Millender-McDonald died in April. The panel is now chaired by Rep. Robert Brady (D-Pa.).

After months of appeals — and hundreds of thousands of dollars in legal fees — Jennings’ campaign recently abandoned attempts to gain access to the inner workings of the electronic voting machines, which some speculate may be the linchpin to determining whether votes disappeared. The outside vendor that manufactured the equipment balked at Jennings’ pleas to provide its computers’ source code, arguing — in the end, successfully — that offering up such DNA would violate the company’s right to protect its proprietary information.

A Florida appeals court last month upheld a lower court’s decision denying Jennings’ request for the source code, a ruling that essentially ended Jennings’ hopes of resolving the alleged missing votes through the court system.

Meanwhile, with Jennings’ case stalled for months in the state court, the House Administration Committee earlier in the year convened a special elections subcommittee chaired by Gonzalez to monitor Jennings’ case. In early May 2007, the panel voted to have the GAO’s computer experts explore the allegations.

“I think we need to put this to rest,” Rep. Zoe Lofgren (D-Calif.) said at the time.

Gonzalez said Friday that the equipment’s manufacturer, as well as Florida state and local election officials, are cooperating with the GAO’s investigation.
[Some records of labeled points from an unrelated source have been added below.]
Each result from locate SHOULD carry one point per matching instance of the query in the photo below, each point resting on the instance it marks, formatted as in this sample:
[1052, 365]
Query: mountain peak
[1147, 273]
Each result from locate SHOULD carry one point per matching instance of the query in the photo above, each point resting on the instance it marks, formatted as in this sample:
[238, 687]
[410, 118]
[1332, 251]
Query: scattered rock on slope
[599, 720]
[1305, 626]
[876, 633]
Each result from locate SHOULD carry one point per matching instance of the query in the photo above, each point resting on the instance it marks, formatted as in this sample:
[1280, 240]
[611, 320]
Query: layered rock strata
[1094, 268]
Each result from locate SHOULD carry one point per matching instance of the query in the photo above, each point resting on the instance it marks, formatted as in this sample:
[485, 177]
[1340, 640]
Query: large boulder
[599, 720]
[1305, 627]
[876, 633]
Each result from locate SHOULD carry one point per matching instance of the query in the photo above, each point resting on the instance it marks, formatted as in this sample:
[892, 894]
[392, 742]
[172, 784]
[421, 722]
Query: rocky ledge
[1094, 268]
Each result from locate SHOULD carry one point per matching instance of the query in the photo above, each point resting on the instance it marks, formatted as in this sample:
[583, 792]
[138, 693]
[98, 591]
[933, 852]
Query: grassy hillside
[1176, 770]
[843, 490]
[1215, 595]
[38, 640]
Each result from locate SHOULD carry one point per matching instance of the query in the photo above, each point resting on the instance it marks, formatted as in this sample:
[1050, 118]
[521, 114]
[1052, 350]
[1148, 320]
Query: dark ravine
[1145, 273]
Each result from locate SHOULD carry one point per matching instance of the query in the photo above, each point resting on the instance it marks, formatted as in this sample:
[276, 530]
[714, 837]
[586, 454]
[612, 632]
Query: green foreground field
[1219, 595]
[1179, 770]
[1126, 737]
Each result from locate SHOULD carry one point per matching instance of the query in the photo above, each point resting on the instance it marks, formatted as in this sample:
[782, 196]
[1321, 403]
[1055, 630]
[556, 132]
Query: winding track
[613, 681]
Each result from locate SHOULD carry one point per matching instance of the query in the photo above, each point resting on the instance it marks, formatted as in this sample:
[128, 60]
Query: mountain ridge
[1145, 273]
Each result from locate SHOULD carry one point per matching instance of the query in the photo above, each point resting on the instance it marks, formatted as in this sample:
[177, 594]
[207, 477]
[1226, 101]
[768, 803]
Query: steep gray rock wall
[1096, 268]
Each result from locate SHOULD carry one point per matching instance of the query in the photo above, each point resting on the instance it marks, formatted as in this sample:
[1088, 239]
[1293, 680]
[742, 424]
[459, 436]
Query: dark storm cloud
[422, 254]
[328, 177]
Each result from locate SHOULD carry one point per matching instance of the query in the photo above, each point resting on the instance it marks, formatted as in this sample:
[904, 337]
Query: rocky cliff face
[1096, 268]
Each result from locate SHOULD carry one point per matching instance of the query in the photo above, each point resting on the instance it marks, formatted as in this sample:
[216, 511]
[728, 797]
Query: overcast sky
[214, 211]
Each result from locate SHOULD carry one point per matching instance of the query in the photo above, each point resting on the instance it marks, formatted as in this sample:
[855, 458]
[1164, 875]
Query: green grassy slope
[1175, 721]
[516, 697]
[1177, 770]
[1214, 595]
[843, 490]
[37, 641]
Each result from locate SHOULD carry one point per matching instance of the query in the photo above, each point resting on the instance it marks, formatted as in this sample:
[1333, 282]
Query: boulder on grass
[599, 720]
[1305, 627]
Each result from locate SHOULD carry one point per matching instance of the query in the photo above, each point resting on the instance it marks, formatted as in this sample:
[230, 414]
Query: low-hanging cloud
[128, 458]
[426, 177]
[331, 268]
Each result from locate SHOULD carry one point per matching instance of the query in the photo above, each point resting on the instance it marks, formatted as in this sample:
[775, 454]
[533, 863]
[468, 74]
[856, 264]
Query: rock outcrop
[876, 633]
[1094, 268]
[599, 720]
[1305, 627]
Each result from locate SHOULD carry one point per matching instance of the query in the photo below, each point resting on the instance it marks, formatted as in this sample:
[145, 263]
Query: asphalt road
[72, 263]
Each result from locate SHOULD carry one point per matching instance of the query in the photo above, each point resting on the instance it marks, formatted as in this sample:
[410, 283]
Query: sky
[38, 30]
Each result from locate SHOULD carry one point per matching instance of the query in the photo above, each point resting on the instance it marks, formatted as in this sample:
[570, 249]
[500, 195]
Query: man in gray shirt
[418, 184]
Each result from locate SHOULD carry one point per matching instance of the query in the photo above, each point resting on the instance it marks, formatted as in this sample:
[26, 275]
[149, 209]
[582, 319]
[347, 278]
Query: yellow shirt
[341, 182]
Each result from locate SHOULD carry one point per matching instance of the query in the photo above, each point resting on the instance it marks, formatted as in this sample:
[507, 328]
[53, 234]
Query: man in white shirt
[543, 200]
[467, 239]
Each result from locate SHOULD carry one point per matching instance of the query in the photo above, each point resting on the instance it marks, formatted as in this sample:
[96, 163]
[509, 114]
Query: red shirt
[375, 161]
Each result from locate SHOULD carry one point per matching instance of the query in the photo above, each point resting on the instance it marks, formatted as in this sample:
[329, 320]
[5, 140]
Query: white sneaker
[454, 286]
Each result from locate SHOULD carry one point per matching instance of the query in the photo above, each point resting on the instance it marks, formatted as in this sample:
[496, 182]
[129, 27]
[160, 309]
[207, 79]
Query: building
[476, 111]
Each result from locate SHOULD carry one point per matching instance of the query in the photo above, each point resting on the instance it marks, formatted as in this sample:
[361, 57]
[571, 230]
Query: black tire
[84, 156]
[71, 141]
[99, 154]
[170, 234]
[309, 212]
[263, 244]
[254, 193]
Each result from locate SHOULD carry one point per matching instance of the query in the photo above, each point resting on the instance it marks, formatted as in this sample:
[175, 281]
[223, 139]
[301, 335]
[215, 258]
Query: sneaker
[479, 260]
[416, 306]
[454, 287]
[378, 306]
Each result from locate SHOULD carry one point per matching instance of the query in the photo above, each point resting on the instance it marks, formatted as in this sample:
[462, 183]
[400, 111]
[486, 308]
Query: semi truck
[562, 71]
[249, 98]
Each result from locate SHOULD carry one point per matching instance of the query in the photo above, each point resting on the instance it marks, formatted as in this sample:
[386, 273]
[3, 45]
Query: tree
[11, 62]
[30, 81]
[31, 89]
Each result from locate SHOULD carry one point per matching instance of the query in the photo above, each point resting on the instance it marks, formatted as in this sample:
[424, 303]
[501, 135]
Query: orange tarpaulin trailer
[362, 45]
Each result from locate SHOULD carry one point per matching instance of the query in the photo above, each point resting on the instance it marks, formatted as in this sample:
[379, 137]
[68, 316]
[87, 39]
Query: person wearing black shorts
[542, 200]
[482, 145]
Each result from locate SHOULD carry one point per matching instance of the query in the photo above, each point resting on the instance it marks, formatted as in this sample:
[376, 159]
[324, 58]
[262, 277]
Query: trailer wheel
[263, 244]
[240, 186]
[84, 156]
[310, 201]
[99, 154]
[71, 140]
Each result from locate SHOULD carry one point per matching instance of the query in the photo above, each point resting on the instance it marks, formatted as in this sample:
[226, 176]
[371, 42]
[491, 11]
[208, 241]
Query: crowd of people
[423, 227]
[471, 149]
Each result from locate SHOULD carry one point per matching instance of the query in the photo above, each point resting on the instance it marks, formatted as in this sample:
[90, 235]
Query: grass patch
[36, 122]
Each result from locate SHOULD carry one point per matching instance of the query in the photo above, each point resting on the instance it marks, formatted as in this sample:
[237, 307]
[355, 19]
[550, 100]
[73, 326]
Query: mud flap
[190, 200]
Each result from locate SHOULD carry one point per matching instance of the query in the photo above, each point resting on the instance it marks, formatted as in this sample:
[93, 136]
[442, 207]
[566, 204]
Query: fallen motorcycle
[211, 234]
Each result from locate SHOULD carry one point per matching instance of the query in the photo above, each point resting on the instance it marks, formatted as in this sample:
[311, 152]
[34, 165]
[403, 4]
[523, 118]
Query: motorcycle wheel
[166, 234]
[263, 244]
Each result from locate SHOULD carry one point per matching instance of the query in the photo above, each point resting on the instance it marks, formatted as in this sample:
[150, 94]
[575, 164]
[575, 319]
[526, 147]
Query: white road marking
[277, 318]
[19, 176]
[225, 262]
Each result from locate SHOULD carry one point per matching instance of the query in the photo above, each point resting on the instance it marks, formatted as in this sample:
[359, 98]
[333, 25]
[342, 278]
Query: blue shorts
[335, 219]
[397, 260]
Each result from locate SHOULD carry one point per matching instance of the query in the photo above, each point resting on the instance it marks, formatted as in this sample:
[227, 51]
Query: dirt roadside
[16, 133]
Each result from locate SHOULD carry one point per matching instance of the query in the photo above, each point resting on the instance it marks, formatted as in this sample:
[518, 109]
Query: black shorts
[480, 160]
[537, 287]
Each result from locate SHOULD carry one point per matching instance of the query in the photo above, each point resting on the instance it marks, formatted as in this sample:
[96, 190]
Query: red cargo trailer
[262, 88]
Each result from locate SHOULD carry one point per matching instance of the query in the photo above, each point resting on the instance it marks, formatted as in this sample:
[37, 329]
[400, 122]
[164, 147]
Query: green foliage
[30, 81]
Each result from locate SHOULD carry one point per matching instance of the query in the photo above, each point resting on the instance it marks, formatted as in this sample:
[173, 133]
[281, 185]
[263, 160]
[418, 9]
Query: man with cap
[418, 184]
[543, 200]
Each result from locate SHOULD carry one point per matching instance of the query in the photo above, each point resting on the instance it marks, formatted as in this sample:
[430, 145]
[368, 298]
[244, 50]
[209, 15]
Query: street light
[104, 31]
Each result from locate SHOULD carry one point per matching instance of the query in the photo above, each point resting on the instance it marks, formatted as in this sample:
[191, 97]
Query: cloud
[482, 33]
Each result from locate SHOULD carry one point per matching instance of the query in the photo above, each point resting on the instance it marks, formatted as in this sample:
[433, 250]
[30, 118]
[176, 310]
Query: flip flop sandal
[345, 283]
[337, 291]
Originally expected to take weeks, GAO officials warned the panel in mid-June that it could take as long as six months — or perhaps even longer, depending on what its experts unearth — to sort though the facts of the case. The agency was ordered to give a comprehensive update of its findings before the gavel dropped for the August recess.

Despite few hard-and-fast conclusions for the time being, Gonzalez said Friday that he is certain the agency ultimately will deliver in its investigation, which could cost $1 million or more.

“My sense is that GAO … will be able to provide some answers. To the extent of the testing that was conducted — or additional testing that may be required — will provide us with answers about whether the machines malfunctioned and were a contributing factor to the undervote,” Gonzalez said. “We will have an answer, for sure.”

Jennings announced in July that she is challenging Buchanan in 2008.